DD - I won't speak for fa, but I think there is a time and place for meeting regularly, or, at minimum having a way to check in regularly if folks are living communally. The frequency, degree and intensity is gonna vary, which I think is what you are getting at. The most intentionally communal living situation I ever lived in we met every other week for an hour. It was boring, but it was helpful in terms of the concept of "seen face": we were showing up together in a manner that was agreed on to be part of that group. Beyond a household, I'vbe always seen this model break down when it is overly formalized. People skip meetings, and that leads to other people deciding to skip meetings, and pretty soon almost everyone doesn't want to deal with a meeting, because meetings suck.
On the other hand, when I did Food Not Bombs (a looooooonnnnggg time ago), we had formal meetings, but we also had weekly dishwashing parties after the dinner where a lot of us had a chance to check in and talk about shit, which helped the social cohesion. It was never a formal thing, and there wasn't an invite list (there was an uninvited list, but that was mostly about the wingnuts that projects like FNB attract).
The upshot of the regular check in is that for a very small and intentional group, it maintains cohesion. It wouldn't need to be a meeting, maybe it is a dinner, with or without prayer (my vote, my prayer, would be without), or another sort of regularly occurring event where folks can intentionally share space. The downside is that obligatory meetings suck, and even when it isn't a meeting, having it be regular and obligatory sucks at least some of the joy out of the experience. Plus, the larger the social grouping, the less enforceable (sp?), and while communal living situations are nice, they don't exactly constitute a full community, as I would understand that term.
On the other hand, less formal check-ins (ala my FNB experience), tend to become increasingly exclusive. As an increasingly coherent, but unofficial, ingroup forms, it is really easy to fall in to quasi-vanguardist organizational models, which are both anti-community, and manifest from a much more intense common cause.

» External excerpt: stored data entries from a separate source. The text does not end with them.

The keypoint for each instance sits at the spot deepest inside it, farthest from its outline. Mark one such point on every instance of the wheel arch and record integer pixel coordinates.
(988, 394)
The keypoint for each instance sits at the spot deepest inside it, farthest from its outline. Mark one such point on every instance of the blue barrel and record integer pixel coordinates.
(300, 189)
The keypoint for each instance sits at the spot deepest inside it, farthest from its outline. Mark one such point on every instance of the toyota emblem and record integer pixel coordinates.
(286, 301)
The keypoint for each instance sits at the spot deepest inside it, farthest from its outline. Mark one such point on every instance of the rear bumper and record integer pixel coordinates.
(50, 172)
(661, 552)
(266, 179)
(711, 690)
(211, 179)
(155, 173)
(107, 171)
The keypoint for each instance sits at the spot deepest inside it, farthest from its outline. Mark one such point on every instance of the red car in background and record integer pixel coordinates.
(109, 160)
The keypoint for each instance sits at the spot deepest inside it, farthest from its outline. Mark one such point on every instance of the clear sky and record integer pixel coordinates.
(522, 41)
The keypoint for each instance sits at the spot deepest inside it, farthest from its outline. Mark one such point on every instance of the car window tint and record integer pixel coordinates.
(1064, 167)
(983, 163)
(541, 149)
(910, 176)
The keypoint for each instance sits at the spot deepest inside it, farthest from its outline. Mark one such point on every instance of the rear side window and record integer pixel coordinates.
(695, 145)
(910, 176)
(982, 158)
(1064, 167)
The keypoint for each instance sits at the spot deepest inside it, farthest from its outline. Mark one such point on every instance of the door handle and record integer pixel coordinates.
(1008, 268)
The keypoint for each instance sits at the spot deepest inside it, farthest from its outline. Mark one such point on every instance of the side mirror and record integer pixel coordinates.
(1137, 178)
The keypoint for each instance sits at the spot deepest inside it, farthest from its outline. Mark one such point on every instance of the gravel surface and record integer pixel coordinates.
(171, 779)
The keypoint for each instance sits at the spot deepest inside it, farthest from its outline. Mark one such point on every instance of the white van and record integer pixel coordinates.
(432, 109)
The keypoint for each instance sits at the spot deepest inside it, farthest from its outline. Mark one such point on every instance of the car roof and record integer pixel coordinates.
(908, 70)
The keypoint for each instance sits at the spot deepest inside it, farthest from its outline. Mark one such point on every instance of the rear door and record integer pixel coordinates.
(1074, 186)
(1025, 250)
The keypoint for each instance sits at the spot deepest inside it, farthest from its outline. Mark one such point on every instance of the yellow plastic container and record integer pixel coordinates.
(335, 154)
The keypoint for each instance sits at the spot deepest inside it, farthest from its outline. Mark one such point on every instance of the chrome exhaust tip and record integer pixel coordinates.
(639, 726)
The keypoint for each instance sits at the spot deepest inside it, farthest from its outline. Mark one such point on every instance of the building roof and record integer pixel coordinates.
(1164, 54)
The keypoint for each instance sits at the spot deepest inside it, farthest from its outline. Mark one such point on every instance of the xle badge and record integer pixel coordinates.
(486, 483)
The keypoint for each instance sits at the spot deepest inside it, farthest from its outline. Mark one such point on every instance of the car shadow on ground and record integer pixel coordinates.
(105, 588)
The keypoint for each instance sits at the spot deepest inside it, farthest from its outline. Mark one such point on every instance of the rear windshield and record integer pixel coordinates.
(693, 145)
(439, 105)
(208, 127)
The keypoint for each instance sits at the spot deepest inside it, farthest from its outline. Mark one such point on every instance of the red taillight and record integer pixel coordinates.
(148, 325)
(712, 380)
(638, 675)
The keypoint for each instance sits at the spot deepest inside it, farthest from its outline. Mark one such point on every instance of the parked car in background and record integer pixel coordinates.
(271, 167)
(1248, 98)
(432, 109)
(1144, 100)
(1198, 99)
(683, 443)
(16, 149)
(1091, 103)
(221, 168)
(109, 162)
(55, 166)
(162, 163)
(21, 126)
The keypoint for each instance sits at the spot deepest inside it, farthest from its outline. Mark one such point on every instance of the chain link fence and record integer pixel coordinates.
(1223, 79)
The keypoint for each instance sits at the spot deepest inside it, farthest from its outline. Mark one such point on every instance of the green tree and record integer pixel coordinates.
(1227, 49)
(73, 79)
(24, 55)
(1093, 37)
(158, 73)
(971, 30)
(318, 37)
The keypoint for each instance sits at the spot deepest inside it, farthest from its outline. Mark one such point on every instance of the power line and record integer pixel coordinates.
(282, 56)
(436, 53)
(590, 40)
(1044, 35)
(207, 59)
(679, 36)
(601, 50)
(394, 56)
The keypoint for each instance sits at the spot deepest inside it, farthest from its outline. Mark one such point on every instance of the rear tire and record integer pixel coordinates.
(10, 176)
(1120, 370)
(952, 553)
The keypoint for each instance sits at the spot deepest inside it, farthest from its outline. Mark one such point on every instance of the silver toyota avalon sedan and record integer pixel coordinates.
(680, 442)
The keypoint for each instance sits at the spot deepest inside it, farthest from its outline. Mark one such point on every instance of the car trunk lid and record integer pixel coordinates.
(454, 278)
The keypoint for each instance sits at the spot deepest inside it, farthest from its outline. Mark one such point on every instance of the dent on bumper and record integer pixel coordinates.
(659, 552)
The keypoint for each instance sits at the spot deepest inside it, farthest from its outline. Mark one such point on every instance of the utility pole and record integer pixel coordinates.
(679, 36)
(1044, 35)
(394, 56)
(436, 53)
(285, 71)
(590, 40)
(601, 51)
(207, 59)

I honestly think the answer (and it will never be a perfect answer) lays somewhere between these, using both or one or none as is appropriate. I'd love to tell you I know the right formula, but I haven't figured it out, and even if I had, the right formula for my circumstances isn't that same as yours might be. If you want to have regular community meetings, do it. I am not coming all (or maybe even most) of the time. Also, if you want to claim community without some sort of horizontal means of communicating and airing concerns, needs, and grievances, I am not gonna be a part of that project.